There are only a handful of 1T companies, more of 100B+, many more of 1B+, way, way more of 100M+, and waaaaay more in the 10M-100M range. Building and running a 10M company is a grand success. Don't get me wrong. In your case, maybe you need to be pushed into the 1B+ range.
— Paramendra Kumar Bhagat (@paramendra) May 19, 2022
4. You must ignore the sensationalized stories from the media about fundraises and about founders becoming billionaires -
— NickFriend.eth (@theNickFriend) January 12, 2022
You don't have to be the next U2 (or YouTube). You can play your town and earn a living. That is the beauty of the new creator economy. You can build a small software operation. And that will be the vast segment of the ecosystem.
— Paramendra Kumar Bhagat (@paramendra) May 19, 2022
I have friends whose companies were literally dead when they managed to raise a bit of money to keep the company alive, or they fire-sold it and the founders made no money on it.
— NickFriend.eth (@theNickFriend) January 12, 2022
The next thing I know there is an article on TechCrunch sensationalizing the story as if it were a success! A big acquisition! A big fundraising round! Not quite.
— NickFriend.eth (@theNickFriend) January 12, 2022
The story isn’t always what you think it is. So ignore all of this bullshit to keep your head straight.
Instead, it’s the stories about founders who bootstrapped and built $15-50mm businesses and retain maximum ownership are the ones that should be told and sensationalized.
— NickFriend.eth (@theNickFriend) January 12, 2022
Now that is a blog idea right there. A blog focused on Founders who do that. That is a large ecosystem. Many are doing it.
— Paramendra Kumar Bhagat (@paramendra) May 19, 2022
It’s the story that is achievable for a much wider range of people, and frankly it’s the right path for the vast majority of people.
— NickFriend.eth (@theNickFriend) January 12, 2022
That is like saying to kids, very few will end up in the NBA, but if you learn to read and write and work hard, you will do well in life, and that is most of you. The overwhelming most of you. Great advice.
— Paramendra Kumar Bhagat (@paramendra) May 19, 2022
But have you noticed these stories are few and far between?
— NickFriend.eth (@theNickFriend) January 12, 2022
A few folks on twitter like @sweatystartup will offer this alternative viewpoint.https://t.co/NeG6eT9e8Z
And while I am a huge fan of Peter Thiel, and I’ve listened to almost every public speech he has given, you also may need to ignore a lot of advice from his book “Zero to One” and other information sources like it.
— NickFriend.eth (@theNickFriend) January 12, 2022
You should write a book, 100 To 110. You got the material.
— Paramendra Kumar Bhagat (@paramendra) May 19, 2022
I’m just using him as an example but you will see info telling you to build a “monopoly business” and that “competition is for losers”.

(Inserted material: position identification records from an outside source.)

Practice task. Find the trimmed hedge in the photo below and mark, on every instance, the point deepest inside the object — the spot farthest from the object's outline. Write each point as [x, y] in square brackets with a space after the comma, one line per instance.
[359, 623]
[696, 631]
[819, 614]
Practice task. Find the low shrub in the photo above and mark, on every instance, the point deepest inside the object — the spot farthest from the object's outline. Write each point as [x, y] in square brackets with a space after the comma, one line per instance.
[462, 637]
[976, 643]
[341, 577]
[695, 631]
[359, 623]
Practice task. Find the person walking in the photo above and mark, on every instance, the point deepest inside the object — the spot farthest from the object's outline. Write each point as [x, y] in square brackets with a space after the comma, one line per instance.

— NickFriend.eth (@theNickFriend) January 12, 2022
Having said that, I think you should not take your own advice. You have plenty of cushion. Maybe you should shoot for the moon next. And be okay if you fail. But you should at least give it your best shot.
— Paramendra Kumar Bhagat (@paramendra) May 19, 2022
Is that an ape NFT that @VitalikButerin makes fun of every other week in your profile picture!? LOL ("What has become of Ethereum!")
— Paramendra Kumar Bhagat (@paramendra) May 19, 2022
Or kick back and relax and angel invest in the next unicorn. I have one.